Hatchet III teaser trailer and release date revealed – Adam Green is handing the reigns of his throwback slasher series Hatchet over to first time filmmaker B.J McDonnel for the third installment, but based on this teaser trailer we’d say the project looks to be in good hands.
Victor Crowley is once again stomping around the swamps in Hatchet III, which will open in limited release on June 14. Kane Hodder and scream queen Danielle Harris return for the third film, with Hodder’s Crowley this time squaring off against a search-and-rescue team sent into the swamp to clean up his handiwork. Check out the teaser below.
At first glance, Daniel Lutz looks like an ordinary fellow. He drives a truck for UPS. He plays a pretty mean guitar in his spare time. He likes to tinker with cars. The man is almost completely normal. Sure, he’s a little temperamental – he bristles at being challenged about anything, curses like a sailor, and comes across like a typical alpha male – but he’s a guy you wouldn’t give a second glance if you passed him on the street. It’s only when you look into Daniel Lutz’s face – particularly his eyes – that you start to realize this is a man who’s dealt with some sort of unresolved trauma. Lutz is a chameleon – hiding his emotional scars where only the most observant will find them, but they’re there. The eyes never lie.
In Lutz’s small town, everyone knows his secret – he was one of the kids who lived in, and eventually fled, the most infamous haunted house in America. Daniel Lutz was a part of the Amityville Horror.
Lutz’s stepfather, George Lutz, married Daniel’s mother and bought the house on Ocean Avenue – the house where Ronnie DeFeo murdered his family a year earlier. What happens after that is a matter of great debate, but according to Lutz and his stepfather, the family fled 28 days later – terrified by the paranormal experiences they lived through inside the home.

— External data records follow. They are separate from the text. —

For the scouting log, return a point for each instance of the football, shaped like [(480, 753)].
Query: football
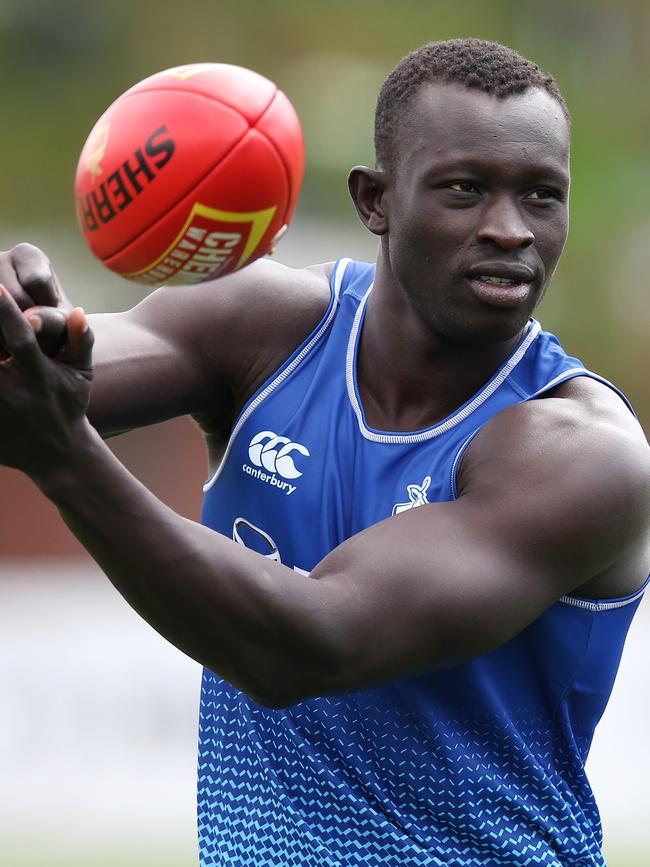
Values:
[(190, 174)]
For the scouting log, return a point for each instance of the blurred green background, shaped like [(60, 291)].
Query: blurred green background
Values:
[(63, 62)]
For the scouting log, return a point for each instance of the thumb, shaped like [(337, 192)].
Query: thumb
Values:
[(78, 352)]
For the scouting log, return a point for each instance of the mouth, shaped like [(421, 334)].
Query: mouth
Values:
[(501, 285)]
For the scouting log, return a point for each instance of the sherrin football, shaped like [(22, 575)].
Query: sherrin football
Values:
[(192, 173)]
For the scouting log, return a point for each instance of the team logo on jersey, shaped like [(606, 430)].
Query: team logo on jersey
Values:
[(417, 496), (256, 539), (250, 536), (277, 455)]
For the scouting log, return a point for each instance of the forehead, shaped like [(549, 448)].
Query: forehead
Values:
[(452, 122)]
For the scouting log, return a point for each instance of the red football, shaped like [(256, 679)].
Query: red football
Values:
[(190, 174)]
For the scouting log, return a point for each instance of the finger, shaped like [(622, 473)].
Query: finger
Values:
[(16, 334), (78, 352), (49, 325), (35, 275), (9, 279)]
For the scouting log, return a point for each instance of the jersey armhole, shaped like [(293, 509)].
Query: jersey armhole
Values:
[(572, 373), (288, 367)]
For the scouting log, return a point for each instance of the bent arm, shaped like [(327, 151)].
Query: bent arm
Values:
[(547, 503), (200, 350)]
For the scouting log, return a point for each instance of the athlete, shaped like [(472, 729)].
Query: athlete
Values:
[(425, 530)]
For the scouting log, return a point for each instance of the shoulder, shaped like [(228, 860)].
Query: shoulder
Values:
[(573, 470), (581, 419)]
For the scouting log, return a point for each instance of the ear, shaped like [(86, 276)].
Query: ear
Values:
[(367, 187)]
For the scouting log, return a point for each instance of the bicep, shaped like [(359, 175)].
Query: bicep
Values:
[(200, 349), (541, 513)]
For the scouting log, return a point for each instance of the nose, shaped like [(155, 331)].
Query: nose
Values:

George Lutz (who died back in 2006) made a career for himself off Amityville – which became a best-selling book and spawned countless films – but no one’s ever heard from Daniel about what happened inside the house – until now.
My Amityville Horror takes us back to 1975, when young Daniel Lutz lived on Ocean Avenue. Audiences looking for confirmation as to whether the house was really haunted or that the whole thing was a hoax are bound to be disappointed. Filmmaker Eric Walter doesn’t seem particularly interested in rehashing a debate that can be experienced at any hour of the day thanks to the magic of the Internet. Instead, My Amityville Horror is more focused on Lutz’s story of how being “the Amityville kid” affected his childhood and the rest of his life. There’s no doubt that Lutz himself is haunted – but it often comes across like he’s more tormented by the ghost of an awful stepfather than a supernatural pig named Jody.
Walter uses investigative journalist Laura DiDio (who was one of the reporters who broke the original Amityville story back in the ‘70s) to connect with Lutz. Daniel is a guarded man – and after spending his entire life living in the shadow of Amityville and the doubters who think his story is just one more con job, who can blame him? – but DiDio is able to crack the tough exterior and bring out the frightened child within.
To be clear, Lutz believes the house was haunted – but also asserts that it might have been George Lutz himself who inspired the paranormal activity. Daniel clearly despised his stepfather, and seems to delight in revealing unflattering things about him that the general public might not have known. While George claimed to have no knowledge of or interest in the occult prior to the haunting, Daniel claims George had plenty of books on the subject well before moving in.
This is when My Amityville Horror is the most compelling – when Daniel recounts tales of his stepfather and the things that happened to him (hands mashed by a self-slamming window, levitation, etc.), but it’s also questionable in terms of authenticity. Daniel recounts seeing his father move things with his mind, for example. It’s all a little too close to the recovered-memory syndrome that led to the Satanic Panic of the ‘80s. Daniel Lutz was a child when these events happened – impressionable and easily swayed. I’ve little doubt that he believes these things genuinely happened – I just don’t trust his recollection.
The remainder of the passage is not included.